Entitled, lazy, inexperienced, anti-social. Think millennials in the workplace and you’re likely to think all of these things. And you would have a point. But if that’s all you’re thinking then you’re missing the full picture, one in which millennials have qualities which no other generation before them had.
When we think millennials we should also think tech-savvy, collaborative, original, and flexible. All are qualities that drive innovation.
The recent discussion hosted by the Institute of Chartered Accountants (ICATT) on millennials in the workplace dispelled many myths about this particular, mythic animal. Transaction Advisory Services senior manager Melanie Tom noted the polarising views on people born in the 80s and 90s. Millennials, she said, are not looking for instant gratification. Rather, they are driven by a shared goal or purpose and seek out clear pathways to progression. In a world in which there is so much uncertainty and in which opportunities (and pitfalls) are boundless, millennials need to know that if they invest the best years of their life in something, they will, after the progression of years, have something to show for it: whether a promotion or some substantial and meaningful shift in status.
Millennials also are multi-taskers, a quality which bosses can sometimes mistake for laziness. Though easily distracted by social media, which to be fair has been designed to hook its users, millennials also know how to leverage social media better than their forebears. While there is a fine line, it is a mistake to dismiss this and to simply see things in terms of lost productivity.
Millennials also have tools that have rendered office spaces obsolete. They can work from home, and productively so. As Tom noted, whether they wear pyjamas or watch Netflix during “office” hours is not relevant to what matters: delivery. Millennials meet deadlines and maximise their time in a way which renders long hours of poor quality work unnecessary.
It’s often felt millennials are not as good at communicating as previous generations. There is definitely some merit in this, despite the plethora of communications technology which millennials have at their disposal. But this is equally a temporary by-product of changing times and standards of communication.
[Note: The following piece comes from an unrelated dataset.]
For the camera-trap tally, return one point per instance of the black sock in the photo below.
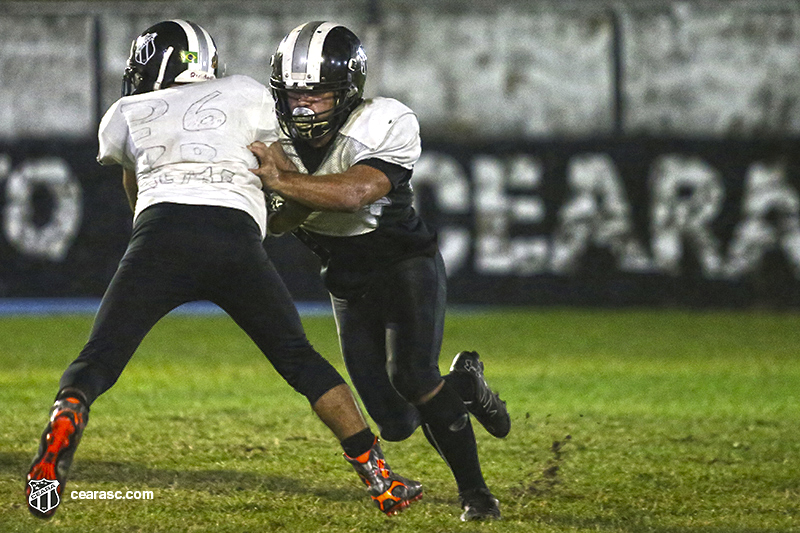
(357, 444)
(447, 426)
(462, 384)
Millennials do communicate, they just do it differently. How can we understand them?
This generation should be commended for redefining what work means. Many are successful, productive, and innovative. Employers have to do more to understand them, use their talents and create platforms for them to contribute more.
“Millennials are who will carry us through the future,” noted senior assurance associate at PricewaterhouseCoopers Kevin Ramadhar at the ICATT event. “We can’t use archaic techniques.”
At the same time, millennials need to understand the importance of mentorship. They need to listen to their elders, understand the merits of communicating and avoid just walking around with their phones glued to their faces. We encourage more dialogue between the two generations to steer our economy and country forward.